After calibration, the GD1 QSP model was applied to two model qualification scenarios to test the model’s predictive performance compared with data to which the model had not been specifically calibrated. The first scenario examines the ERT‐to‐eliglustat switch in adult patients with GD1 as described in the ENCORE clinical trial. In the ENCORE clinical trial, adults with GD1 who had been stabilized on ERT for 3 or more years were either switched to eliglustat or maintained on imiglucerase. The model was applied to simulate the scenario of eliglustat initiation following ERT stabilization. Figure shows the results of this assessment for plasma GL‐1 (Figure ) and spleen volume (Figure ) in a virtual population of patients with GD1. In Figure , simulation results of plasma GL‐1 concentrations of the virtual GD1 patient population (mean = black solid line and SD = dashed lines) are shown and compared with (i) the baseline data from the ENGAGE trial (gray, closed circles), and (ii) patients with GD1 who switched from ERT to eliglustat, from the ENCORE trial, and extension (white, open circles). Figure shows the analogous comparisons with respect to spleen volume. This analysis demonstrates that the model can adequately represent the response to eliglustat treatment after switching from ERT for plasma GL‐1 and spleen volume, in agreement with the mean results reported in the ENCORE trial. ,

Figure 4

Model recapitulates switch scenario from enzyme replacement therapy (ERT) to eliglustat. Model‐predicted responses (mean: black, solid lines; SD: black, dashed lines) in plasma glucosylceramide (GL)‐1 (a) and spleen volume (b) for previously untreated patients stabilized with Cerezyme and then switched to eliglustat, compared with clinical measurements (mean and SD) from the ENGAGE trial at baseline (gray circles) and the ENCORE trial baseline and after 52 weeks of treatment (white circles). GD, Gaucher’s disease; QSP, quantitative systems pharmacology.

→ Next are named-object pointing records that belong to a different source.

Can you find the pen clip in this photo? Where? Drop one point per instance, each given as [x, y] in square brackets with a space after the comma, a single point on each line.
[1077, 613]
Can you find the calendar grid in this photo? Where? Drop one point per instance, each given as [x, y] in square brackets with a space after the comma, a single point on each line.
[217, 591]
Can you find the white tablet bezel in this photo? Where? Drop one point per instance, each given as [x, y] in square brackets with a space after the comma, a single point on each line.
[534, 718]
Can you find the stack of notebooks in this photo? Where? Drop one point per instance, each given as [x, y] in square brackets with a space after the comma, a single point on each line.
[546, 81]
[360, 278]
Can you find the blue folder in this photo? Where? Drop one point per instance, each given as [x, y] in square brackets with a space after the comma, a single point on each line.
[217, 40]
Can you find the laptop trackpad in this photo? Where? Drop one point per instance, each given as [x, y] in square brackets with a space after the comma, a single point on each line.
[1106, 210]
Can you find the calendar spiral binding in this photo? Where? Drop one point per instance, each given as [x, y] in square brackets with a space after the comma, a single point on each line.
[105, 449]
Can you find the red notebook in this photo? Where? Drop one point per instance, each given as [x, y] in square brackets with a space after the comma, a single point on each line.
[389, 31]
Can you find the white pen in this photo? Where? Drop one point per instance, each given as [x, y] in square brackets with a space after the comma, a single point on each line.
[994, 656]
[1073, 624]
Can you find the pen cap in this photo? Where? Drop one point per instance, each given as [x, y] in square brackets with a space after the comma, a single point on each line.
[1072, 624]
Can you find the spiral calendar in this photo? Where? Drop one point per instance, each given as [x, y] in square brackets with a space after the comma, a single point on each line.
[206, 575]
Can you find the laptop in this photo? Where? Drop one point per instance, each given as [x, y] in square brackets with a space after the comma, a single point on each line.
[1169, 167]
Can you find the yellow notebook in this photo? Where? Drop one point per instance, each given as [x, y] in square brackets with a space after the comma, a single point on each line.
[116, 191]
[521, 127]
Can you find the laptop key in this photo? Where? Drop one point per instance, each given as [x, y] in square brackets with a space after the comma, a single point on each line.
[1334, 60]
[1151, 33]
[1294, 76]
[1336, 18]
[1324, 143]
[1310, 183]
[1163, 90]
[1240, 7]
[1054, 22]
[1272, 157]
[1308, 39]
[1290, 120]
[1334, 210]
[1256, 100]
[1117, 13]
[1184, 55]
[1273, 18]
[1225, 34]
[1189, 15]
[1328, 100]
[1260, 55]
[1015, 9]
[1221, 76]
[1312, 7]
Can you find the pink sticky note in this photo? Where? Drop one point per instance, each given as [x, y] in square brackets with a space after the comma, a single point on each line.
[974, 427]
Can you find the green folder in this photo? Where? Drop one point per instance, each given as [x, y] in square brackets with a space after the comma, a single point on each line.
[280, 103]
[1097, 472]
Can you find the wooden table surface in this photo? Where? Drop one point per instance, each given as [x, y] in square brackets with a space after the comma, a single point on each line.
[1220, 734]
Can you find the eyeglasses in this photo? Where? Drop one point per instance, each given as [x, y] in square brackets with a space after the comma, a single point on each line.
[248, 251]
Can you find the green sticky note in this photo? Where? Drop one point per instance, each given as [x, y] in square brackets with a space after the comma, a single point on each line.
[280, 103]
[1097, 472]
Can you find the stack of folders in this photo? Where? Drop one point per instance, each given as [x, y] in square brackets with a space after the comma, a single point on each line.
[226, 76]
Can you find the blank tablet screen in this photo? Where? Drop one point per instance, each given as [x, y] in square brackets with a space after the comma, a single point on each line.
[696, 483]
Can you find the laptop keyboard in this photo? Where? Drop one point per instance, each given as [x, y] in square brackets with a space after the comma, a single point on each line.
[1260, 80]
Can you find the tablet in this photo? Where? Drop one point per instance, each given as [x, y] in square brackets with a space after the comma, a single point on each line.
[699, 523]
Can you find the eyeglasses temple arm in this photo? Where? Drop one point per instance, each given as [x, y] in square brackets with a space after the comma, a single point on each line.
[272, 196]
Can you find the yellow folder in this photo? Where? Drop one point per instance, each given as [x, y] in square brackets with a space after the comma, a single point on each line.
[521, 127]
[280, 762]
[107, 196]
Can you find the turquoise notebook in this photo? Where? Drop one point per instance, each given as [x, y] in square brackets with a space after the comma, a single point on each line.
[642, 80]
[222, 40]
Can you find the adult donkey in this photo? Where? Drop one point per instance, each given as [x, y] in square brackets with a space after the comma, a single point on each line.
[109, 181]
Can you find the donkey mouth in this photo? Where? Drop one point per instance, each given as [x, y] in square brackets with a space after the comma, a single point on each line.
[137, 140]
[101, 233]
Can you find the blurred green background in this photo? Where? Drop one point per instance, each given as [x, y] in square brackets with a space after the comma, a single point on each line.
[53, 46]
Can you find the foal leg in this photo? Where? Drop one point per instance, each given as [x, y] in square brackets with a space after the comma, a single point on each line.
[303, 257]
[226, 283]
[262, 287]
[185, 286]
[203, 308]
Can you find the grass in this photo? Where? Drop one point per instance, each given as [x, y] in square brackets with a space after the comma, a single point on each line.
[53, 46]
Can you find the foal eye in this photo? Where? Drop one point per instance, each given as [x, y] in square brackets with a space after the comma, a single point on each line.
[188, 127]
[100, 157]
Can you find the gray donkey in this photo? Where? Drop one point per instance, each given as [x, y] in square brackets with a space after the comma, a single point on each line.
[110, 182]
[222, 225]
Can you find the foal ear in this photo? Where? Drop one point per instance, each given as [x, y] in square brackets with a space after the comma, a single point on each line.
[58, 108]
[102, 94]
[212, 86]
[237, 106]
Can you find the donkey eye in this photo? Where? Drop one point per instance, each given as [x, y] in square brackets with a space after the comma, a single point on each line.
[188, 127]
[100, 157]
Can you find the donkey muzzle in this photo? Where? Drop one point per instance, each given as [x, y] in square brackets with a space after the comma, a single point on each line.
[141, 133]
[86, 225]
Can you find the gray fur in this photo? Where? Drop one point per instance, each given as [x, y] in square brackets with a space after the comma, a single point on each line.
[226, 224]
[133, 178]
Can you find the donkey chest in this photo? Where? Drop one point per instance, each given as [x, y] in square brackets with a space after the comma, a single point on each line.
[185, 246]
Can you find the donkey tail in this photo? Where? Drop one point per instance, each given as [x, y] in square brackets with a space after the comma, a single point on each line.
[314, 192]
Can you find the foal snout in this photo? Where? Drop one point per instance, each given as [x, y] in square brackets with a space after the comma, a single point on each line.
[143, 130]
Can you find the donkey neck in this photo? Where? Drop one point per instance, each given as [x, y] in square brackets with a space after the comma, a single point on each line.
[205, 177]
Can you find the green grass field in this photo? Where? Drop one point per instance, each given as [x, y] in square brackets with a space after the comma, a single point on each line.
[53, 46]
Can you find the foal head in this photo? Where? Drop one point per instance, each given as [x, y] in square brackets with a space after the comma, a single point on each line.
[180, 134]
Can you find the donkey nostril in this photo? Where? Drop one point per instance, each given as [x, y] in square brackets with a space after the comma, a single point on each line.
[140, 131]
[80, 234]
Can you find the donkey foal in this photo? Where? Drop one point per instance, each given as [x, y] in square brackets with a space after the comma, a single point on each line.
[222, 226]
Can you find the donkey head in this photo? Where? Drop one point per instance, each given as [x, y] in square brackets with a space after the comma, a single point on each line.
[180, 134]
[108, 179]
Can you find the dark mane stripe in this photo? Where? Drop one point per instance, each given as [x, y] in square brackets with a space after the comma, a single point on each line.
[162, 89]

Second qualification scenario—phenotypic expansion of virtual patients

The second qualification scenario tests the capability of the QSP model to describe the heterogeneous‐nature of the GD1 patient population, which includes a more diverse presentation of genotypes and disease severities than typically represented in clinical trials. There is a recognized association between patient genotype and clinical characteristics, such as spleen volume and age of diagnosis, although there is significant disease severity variability among patients of the same genotype. We examined clinical trial data from previously untreated patients in the ENGAGE and phase II trials and observed that when disease severity was classified by genotype alone, the average spleen volume for patients with mild, moderate, or severe disease genotype followed the expected trend of larger spleens for patients with more severe genotypes (Supplemental Table and Table ).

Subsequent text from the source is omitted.